Morale at the NSA, a Defense Department agency responsible for communications intelligence, has also been undermined by Snowden’s disclosures and the public controversy that followed, Alexander said. He praised the agency’s workforce and cited 20 NSA code-breakers who died in Afghanistan and Iraq.

“These are the heroes, not this leaker,” he said at the Aspen Security Forum in Aspen, Colorado.

Alexander’s comments yesterday marked his latest effort to defend U.S. surveillance activities after Snowden’s leaks exposed top-secret NSA collection of telephone and Internet data. The revelations last month sparked an international controversy and stirred calls among members of Congress and privacy-rights advocates for the programs to be curtailed.

During an earlier panel discussion at the forum, Anthony Romero, executive director of the American Civil Liberties Union, credited Snowden for igniting a much-needed public discussion about the reach of U.S. surveillance.

“He did this country a service by starting a debate that was anemic, that was left to government officials when people did not understand fully what was happening,” Romero said. “Regardless of where you come out on it, we have now a vigorous public debate.”

Plots Disrupted

Alexander said it was unfortunate that much of the initial information that emerged on the once-secret programs was wrong or incomplete. He reiterated that the activities were authorized by U.S. law and subject to judicial and congressional oversight, points that he said weren’t made clear to the public.

The NSA director said the programs exposed by Snowden played a role in breaking up terrorist plots and identifying people connected to terrorist groups without any major compromise in Americans’ privacy rights. Last month, Alexander told U.S. lawmakers that the surveillance activities disrupted more than 50 terrorist conspiracies worldwide.

Earlier at the conference, the director of the U.S. National Counterterrorism Center, Matthew Olsen, said the Snowden leaks have benefited terrorist organizers.

“We have seen, in response to the Snowden leaks, al-Qaeda and affiliated groups seeking to change their tactics, looking to see what they can learn from what is in the press and seek to change how they communicate to avoid detection,” Olsen said.

‘Taking Action’

Alexander said the NSA has determined which files Snowden took and said they amounted to a lot of information, though he wouldn’t say how much. “We’re taking action to fix this” so it can’t happen again, said Alexander, who was interviewed on stage at the forum by Pete Williams of NBC News.
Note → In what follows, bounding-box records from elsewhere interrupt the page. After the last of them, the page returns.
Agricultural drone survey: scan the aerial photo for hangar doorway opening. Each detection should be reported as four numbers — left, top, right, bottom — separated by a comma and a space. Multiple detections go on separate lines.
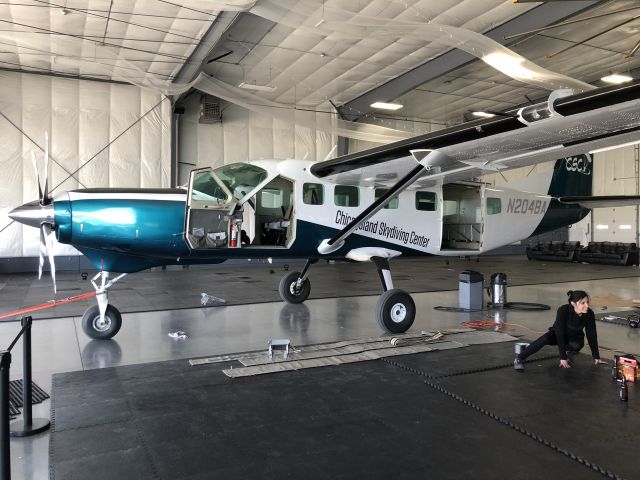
441, 183, 484, 250
185, 163, 295, 250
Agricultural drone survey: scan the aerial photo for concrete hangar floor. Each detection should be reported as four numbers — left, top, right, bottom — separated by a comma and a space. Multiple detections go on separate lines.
0, 256, 640, 480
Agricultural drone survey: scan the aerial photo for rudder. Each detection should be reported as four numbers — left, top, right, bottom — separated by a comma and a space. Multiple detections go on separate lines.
548, 154, 593, 197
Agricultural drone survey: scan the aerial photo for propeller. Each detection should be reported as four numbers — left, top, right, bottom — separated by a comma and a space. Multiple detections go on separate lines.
31, 132, 57, 293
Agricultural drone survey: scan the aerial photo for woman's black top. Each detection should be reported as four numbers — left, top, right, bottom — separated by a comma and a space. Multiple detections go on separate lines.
552, 304, 600, 360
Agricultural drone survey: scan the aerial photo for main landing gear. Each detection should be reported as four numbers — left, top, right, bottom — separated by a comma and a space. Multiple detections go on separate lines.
82, 271, 126, 340
278, 258, 318, 303
278, 256, 416, 333
371, 257, 416, 333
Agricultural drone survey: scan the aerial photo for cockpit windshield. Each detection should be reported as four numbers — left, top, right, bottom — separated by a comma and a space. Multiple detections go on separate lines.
213, 163, 267, 199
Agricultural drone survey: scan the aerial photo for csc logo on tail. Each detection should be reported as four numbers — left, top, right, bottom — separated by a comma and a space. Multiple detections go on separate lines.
564, 155, 593, 175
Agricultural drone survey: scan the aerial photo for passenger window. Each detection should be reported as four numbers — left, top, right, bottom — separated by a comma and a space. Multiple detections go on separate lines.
333, 185, 360, 207
302, 183, 324, 205
260, 188, 284, 208
375, 188, 399, 209
487, 197, 502, 215
416, 192, 436, 212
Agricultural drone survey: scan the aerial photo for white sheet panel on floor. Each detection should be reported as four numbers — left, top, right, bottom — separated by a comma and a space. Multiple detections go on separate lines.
0, 72, 171, 257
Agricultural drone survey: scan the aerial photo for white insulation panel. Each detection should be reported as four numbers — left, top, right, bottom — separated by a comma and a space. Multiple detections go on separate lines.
0, 72, 171, 257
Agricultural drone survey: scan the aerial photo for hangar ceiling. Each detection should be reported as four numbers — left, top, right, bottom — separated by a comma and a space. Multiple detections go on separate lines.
0, 0, 640, 129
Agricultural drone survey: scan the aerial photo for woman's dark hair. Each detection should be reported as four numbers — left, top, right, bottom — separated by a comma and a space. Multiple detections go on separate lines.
567, 290, 590, 303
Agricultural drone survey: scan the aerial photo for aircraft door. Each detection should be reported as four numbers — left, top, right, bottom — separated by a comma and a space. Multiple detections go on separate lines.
185, 168, 242, 249
441, 183, 484, 250
251, 176, 295, 247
The new security measures include restricting the use of removable media, such as thumb drives, by systems administrators to move data among network servers, Alexander said. U.S. officials have said that Snowden used a thumb drive to copy the documents he took.

Alexander outlined other steps, including requiring two people to execute some activities, such as gaining access to server rooms, and speeding programs to encrypt files to make them readable only to authorized users.

Phone Companies

Alexander said the NSA and Congress are also weighing proposals to shift responsibility for maintaining so-called metadata on phone calls to telecommunications companies from the NSA under a court-mandated process that would ensure ther government has access when necessary. That might be done in response to public concerns about the government keeping the data itself, he said.

The NSA set up that database to save information such as telephone numbers and duration of conversations -- not content of calls -- after the companies in 2009 rejected a government request that they do it, according to former Director of National Intelligence Dennis Blair.

Alexander said President Barack Obama’s administration is also considering a request from a coalition of companies, privacy advocates and trade groups to let Internet and phone carriers publish the number and types of U.S. data requests they receive. He said the response depends on whether that can be done without risking damage to investigations.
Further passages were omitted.